No questions about it, pinstripe.

Lemon Blast Kingpins? Oh yes please!


----------



## tricky (Sep 29, 2007)

:lol2:my brainchild !!!!!!!!!!!!! :lol2:

breed to a simple bumblebee ( guess a killers better but lts not argue)

pastels
lessers
spiders
bumblebees
lesserbees
superpastels
killerbees
queenbees
normals (guess u take that out if the other is a killerbee)
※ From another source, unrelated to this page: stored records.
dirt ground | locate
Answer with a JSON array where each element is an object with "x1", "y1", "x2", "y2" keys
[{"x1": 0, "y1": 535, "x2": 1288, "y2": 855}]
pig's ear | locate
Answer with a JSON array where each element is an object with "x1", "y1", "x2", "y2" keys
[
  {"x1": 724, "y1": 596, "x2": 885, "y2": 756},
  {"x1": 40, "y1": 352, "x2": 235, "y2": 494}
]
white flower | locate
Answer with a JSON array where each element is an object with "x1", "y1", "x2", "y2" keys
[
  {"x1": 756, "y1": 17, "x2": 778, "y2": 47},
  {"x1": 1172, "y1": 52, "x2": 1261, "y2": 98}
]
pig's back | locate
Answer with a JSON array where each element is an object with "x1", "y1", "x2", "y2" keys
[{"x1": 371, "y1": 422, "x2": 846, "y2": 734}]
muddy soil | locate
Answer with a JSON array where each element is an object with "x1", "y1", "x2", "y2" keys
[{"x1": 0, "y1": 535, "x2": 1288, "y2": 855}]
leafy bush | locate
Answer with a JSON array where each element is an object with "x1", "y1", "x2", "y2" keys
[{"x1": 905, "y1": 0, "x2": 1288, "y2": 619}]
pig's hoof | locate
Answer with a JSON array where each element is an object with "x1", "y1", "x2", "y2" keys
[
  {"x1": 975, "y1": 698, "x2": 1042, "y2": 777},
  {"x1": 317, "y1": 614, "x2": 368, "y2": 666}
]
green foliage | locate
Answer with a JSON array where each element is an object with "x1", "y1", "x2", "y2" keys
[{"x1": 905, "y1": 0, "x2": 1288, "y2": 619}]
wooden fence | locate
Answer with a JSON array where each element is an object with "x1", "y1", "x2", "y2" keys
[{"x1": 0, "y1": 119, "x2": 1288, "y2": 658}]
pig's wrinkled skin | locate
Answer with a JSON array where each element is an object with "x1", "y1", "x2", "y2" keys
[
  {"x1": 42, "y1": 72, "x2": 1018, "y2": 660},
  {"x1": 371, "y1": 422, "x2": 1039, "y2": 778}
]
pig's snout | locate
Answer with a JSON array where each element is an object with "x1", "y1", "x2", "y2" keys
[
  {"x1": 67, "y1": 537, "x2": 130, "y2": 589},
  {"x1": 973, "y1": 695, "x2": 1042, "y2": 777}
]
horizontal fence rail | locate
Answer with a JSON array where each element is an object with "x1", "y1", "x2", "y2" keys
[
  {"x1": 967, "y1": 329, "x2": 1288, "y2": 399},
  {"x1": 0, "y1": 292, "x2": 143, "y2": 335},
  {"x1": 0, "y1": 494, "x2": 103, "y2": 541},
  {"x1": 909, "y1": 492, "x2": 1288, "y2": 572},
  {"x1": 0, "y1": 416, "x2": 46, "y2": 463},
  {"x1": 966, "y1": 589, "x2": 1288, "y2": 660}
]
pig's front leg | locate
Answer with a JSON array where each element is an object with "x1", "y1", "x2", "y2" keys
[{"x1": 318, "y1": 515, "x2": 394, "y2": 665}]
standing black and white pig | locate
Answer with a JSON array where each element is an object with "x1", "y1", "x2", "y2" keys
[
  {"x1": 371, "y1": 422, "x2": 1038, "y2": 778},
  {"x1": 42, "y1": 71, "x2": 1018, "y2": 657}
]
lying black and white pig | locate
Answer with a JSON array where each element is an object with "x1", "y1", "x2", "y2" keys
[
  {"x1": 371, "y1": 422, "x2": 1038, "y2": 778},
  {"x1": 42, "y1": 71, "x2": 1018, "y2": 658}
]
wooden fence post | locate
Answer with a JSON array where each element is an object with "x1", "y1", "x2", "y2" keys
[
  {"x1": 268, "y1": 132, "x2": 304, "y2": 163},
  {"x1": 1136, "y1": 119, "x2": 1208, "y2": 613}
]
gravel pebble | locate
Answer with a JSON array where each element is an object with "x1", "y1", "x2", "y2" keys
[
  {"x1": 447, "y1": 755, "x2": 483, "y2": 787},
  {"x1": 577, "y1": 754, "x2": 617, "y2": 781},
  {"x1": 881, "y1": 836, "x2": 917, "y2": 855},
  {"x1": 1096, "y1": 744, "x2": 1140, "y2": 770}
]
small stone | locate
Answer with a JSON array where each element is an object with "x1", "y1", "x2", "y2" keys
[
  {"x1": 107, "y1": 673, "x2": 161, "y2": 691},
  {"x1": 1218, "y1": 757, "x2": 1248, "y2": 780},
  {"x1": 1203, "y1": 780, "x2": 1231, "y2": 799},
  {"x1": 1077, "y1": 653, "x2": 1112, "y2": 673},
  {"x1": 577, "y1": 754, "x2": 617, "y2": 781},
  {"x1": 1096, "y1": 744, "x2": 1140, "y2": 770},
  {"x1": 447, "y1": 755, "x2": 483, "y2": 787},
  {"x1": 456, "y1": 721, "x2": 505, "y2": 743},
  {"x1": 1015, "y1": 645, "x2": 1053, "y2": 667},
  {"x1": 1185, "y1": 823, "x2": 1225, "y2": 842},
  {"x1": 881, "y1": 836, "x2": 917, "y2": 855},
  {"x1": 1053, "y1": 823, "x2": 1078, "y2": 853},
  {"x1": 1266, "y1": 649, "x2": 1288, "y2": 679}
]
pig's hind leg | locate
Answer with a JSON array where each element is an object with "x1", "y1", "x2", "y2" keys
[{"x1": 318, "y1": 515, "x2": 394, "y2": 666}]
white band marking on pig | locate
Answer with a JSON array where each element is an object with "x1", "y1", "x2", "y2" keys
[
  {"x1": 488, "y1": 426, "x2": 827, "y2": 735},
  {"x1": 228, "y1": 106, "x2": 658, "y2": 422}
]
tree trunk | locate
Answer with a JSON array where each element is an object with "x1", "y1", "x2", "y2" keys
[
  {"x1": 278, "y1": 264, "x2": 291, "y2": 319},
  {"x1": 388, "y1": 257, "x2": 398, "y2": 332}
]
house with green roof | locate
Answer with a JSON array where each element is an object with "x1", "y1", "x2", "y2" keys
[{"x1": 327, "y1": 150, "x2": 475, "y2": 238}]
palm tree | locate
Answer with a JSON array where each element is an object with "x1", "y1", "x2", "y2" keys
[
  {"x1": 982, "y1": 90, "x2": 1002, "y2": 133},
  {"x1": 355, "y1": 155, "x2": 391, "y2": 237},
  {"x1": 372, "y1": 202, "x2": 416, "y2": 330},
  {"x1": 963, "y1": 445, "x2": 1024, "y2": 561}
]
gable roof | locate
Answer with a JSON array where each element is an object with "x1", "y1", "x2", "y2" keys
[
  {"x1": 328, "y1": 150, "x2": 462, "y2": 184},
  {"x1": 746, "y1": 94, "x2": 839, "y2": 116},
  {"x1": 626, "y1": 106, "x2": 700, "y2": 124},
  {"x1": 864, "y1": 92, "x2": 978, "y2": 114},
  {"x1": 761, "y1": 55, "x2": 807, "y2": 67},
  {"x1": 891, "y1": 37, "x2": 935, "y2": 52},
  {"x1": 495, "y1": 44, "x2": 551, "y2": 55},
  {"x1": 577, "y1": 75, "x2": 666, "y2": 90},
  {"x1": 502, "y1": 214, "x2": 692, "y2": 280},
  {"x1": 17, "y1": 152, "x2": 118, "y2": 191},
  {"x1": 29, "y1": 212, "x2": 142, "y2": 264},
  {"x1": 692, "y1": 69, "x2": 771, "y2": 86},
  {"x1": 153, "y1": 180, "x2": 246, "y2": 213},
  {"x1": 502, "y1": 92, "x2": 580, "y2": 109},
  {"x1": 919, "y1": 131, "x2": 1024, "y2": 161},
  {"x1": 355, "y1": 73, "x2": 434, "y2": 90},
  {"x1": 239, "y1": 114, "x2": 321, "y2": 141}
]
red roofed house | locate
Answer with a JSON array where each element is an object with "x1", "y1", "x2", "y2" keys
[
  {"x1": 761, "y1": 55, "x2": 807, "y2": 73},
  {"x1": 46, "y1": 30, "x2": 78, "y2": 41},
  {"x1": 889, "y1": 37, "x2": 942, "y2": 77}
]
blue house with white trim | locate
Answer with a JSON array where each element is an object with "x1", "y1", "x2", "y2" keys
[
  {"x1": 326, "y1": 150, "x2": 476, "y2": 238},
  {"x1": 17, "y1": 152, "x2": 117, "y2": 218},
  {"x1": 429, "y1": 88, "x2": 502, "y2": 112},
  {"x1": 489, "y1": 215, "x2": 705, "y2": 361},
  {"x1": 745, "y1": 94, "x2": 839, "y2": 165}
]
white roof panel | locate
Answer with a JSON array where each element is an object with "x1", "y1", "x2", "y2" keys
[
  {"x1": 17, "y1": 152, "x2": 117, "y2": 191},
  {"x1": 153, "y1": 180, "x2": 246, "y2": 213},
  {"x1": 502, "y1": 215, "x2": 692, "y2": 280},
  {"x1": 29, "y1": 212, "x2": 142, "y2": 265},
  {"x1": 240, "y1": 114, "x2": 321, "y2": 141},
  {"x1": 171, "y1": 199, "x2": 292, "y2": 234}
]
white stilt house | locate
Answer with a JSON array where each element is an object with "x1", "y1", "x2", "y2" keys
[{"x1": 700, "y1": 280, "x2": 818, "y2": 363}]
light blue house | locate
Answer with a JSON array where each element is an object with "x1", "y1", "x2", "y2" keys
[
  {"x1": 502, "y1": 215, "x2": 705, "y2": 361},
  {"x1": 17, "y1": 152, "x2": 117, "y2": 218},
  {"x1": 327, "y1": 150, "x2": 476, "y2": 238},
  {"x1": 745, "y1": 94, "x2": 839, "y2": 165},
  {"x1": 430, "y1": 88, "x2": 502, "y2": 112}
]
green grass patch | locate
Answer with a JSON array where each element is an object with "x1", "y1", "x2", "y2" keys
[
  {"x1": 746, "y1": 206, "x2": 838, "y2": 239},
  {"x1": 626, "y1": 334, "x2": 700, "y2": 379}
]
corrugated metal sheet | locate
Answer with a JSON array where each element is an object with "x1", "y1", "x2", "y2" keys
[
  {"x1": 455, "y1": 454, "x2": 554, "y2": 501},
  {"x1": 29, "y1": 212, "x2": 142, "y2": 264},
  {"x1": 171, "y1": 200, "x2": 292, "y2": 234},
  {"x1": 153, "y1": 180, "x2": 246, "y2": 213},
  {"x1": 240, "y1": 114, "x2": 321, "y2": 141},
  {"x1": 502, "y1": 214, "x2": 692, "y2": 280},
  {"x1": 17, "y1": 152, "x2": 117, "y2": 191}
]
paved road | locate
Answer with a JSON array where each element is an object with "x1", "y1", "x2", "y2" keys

think thats it but im drunk so not sure


----------



## Alex27 (Jul 26, 2008)

tricky said:


> :lol2:my brainchild !!!!!!!!!!!!! :lol2:
> 
> breed to a simple bumblebee ( guess a killers better but lts not argue)
> 
> ...


youd also get killer queen bees (super pastel lesser spider)

super pastel lesser :


----------



## ignorantshed (Jul 19, 2007)

first choice lemon blast then bumblebee then pinstripe


----------



## alan1 (Nov 11, 2008)

think i'm going to go down the super pastel route... you've gotta love that super pastel lesser pic, its going to be a f:censor: stunner when it "grows up". sorry ssthisto (maybe i'll put a pinstripe in another year, just for you).. cheers pastelpythons27


----------



## Ssthisto (Aug 31, 2006)

alan1 said:


> think i'm going to go down the super pastel route... you've gotta love that super pastel lesser pic, its going to be a f:censor: stunner when it "grows up". sorry ssthisto (maybe i'll put a pinstripe in another year, just for you).. cheers pastelpythons27


*chuckle* By that time I might have my own Lemon Blast/Kingpin, who knows?


----------



## Savanna (Nov 27, 2007)

pastelpythons27 said:


> youd also get killer queen bees (super pastel lesser spider)
> 
> super pastel lesser :


Oh I have just swooned :flrt:


----------



## alan1 (Nov 11, 2008)

*Savanna*

you should see them in REAL LIFE... they beat that pic hands down


----------